A meeting coordinated by WHO (Geneva, March 2015) facilitated the initial discussions on the differences between the currently available rotavirus mortality estimates. This work builds on a previous assessment of differences between CHERG and GBD estimates of all-cause U5 diarrhoea deaths [4]. Several gaps in the evidence were identified at an early stage in the process, and one important task was to conduct new analyses to help bridge these gaps. First, rotavirus is not associated clinically with acute bloody (dysenteric) diarrhoea and rarely with persistent diarrhoea (of 14 days duration or more).

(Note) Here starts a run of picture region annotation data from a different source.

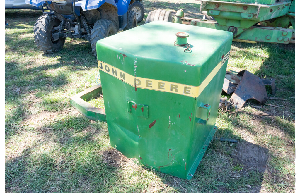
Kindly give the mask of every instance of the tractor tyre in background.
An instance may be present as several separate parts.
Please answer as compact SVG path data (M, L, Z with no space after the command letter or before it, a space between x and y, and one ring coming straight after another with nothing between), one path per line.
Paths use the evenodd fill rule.
M44 15L38 18L33 27L33 37L37 46L44 53L52 54L60 51L66 40L61 38L54 41L53 33L58 33L58 29L53 31L53 28L59 26L60 21L54 16Z
M97 57L97 42L116 34L117 31L115 25L110 20L102 19L96 22L91 32L91 47L94 56Z
M130 30L136 27L136 18L135 13L133 11L128 11L128 22L124 31Z
M137 23L140 23L143 20L145 16L145 9L143 4L139 1L134 1L134 3L130 5L128 10L133 11L135 13Z
M154 21L173 22L172 13L170 11L165 9L157 9L149 12L145 23L148 23Z

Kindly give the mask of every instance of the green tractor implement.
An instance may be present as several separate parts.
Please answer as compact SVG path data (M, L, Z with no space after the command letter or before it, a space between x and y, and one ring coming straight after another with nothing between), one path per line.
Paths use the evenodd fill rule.
M295 42L294 0L199 1L204 15L202 19L184 17L183 10L180 10L175 15L175 22L230 31L233 34L233 40L237 41ZM164 11L150 12L146 23L162 21L170 12L165 11L167 13L156 18L157 14L154 13Z

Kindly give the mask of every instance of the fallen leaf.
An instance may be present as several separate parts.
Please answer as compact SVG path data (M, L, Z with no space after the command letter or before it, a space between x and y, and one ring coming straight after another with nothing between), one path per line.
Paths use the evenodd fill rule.
M12 188L11 188L8 189L11 190L11 189L15 189L17 188L18 188L19 186L16 186L15 187L13 187Z

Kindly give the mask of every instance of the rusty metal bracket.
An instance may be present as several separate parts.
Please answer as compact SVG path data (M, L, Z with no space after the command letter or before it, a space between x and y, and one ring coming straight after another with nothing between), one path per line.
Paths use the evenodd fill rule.
M240 71L237 75L242 79L230 100L238 108L242 107L248 99L254 99L260 103L267 100L267 91L261 79L245 70Z
M72 107L87 118L94 121L106 121L105 110L94 107L86 102L101 94L101 85L97 85L70 97L70 103Z

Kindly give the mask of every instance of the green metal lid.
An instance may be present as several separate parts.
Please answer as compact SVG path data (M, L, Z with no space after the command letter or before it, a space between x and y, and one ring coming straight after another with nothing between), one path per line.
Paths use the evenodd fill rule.
M185 52L185 48L174 45L178 32L189 34L191 51ZM232 38L230 32L155 21L99 40L97 56L98 60L134 76L138 72L139 77L163 77L174 82L178 75L177 82L198 86L228 52ZM168 74L171 72L173 76ZM200 77L200 72L203 75Z

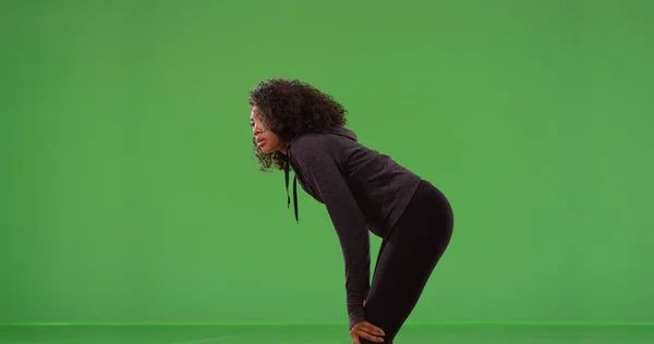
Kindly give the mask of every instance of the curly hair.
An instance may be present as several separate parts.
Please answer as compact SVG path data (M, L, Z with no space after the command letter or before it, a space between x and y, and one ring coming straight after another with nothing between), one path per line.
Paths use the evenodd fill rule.
M282 143L289 143L304 133L347 123L347 110L334 97L296 79L263 81L250 91L249 103L257 107L262 123L277 134ZM283 153L276 151L266 155L258 149L255 138L252 144L261 171L284 169Z

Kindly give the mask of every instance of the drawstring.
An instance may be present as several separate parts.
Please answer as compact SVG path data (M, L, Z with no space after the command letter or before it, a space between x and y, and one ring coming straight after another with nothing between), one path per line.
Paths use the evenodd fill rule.
M291 196L289 195L289 173L291 165L291 149L289 147L286 156L286 165L284 165L284 176L286 176L286 185L287 185L287 207L291 207ZM298 216L298 175L293 174L293 207L295 210L295 221L300 223L300 217Z

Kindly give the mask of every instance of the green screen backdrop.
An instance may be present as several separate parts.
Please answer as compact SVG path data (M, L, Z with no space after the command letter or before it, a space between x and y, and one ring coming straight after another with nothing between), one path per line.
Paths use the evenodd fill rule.
M410 323L654 322L653 3L2 1L0 323L347 323L252 155L268 77L450 198Z

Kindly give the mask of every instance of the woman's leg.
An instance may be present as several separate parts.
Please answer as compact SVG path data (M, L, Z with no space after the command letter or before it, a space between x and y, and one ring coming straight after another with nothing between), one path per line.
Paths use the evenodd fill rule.
M423 181L391 235L383 243L365 305L366 321L392 343L415 307L453 229L445 196ZM361 339L362 344L372 343Z

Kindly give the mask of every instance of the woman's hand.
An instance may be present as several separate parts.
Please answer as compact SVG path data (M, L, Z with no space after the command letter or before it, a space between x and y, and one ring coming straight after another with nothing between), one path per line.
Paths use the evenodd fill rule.
M383 335L384 331L382 329L367 321L362 321L350 329L350 336L352 337L352 341L354 341L354 344L361 344L359 337L382 343L384 342L384 339L382 337Z

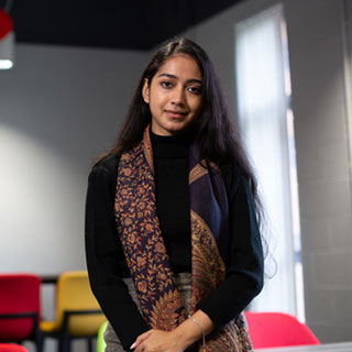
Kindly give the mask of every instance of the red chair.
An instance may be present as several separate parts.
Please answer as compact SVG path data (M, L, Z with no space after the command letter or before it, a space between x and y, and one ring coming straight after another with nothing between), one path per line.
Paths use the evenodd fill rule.
M245 311L253 349L320 344L317 337L297 318L283 312Z
M34 341L41 352L41 279L32 274L0 274L0 342Z
M28 352L28 349L16 343L0 343L0 352Z

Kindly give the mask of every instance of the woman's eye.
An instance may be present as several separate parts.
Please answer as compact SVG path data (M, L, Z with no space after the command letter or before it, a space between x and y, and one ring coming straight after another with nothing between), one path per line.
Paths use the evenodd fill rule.
M194 95L200 95L201 94L200 87L188 87L188 91L190 91Z
M173 87L173 84L170 81L167 81L167 80L163 80L161 82L162 87L164 88L172 88Z

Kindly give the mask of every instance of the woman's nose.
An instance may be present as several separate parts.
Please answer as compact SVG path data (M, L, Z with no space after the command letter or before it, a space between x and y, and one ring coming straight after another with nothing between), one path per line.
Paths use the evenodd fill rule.
M185 105L185 91L182 88L176 88L173 91L172 103Z

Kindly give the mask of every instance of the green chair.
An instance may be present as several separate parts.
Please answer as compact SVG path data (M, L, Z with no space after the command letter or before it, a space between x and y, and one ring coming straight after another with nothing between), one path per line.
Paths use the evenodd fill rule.
M107 344L103 339L103 333L107 329L107 326L108 326L108 321L103 322L101 324L101 327L99 328L98 337L97 337L97 352L105 352L105 350L106 350Z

As a result, many of the rotavirus-positive proportions reported in hospital surveillance networks, and in the literature, exclude these cases, and simply report the rotavirus-positive proportion among hospitalised children with acute watery diarrhoea. If this proportion is applied to all episodes of diarrhoea resulting in hospitalisation, it will result in overestimates. Second, there is very limited evidence to inform whether the distribution of clinical syndromes for U5 diarrhoea hospitalisations (% acute watery, % acute bloody, % persistent) is similar to, and thus a reasonable proxy for, the distribution of clinical syndromes for U5 diarrhoea deaths. Most approaches assume that rotavirus-positivity among diarrhoea hospitalisations is a reasonable proxy for rotavirus-positivity among diarrhoea deaths. However, the two proportions are rarely reported in the same study population. Third, to date there has been no explicit quantification of the rotavirus attributable fraction among U5 diarrhoea hospitalisations, or the extent to which that varies depending on the type of diagnostic test used.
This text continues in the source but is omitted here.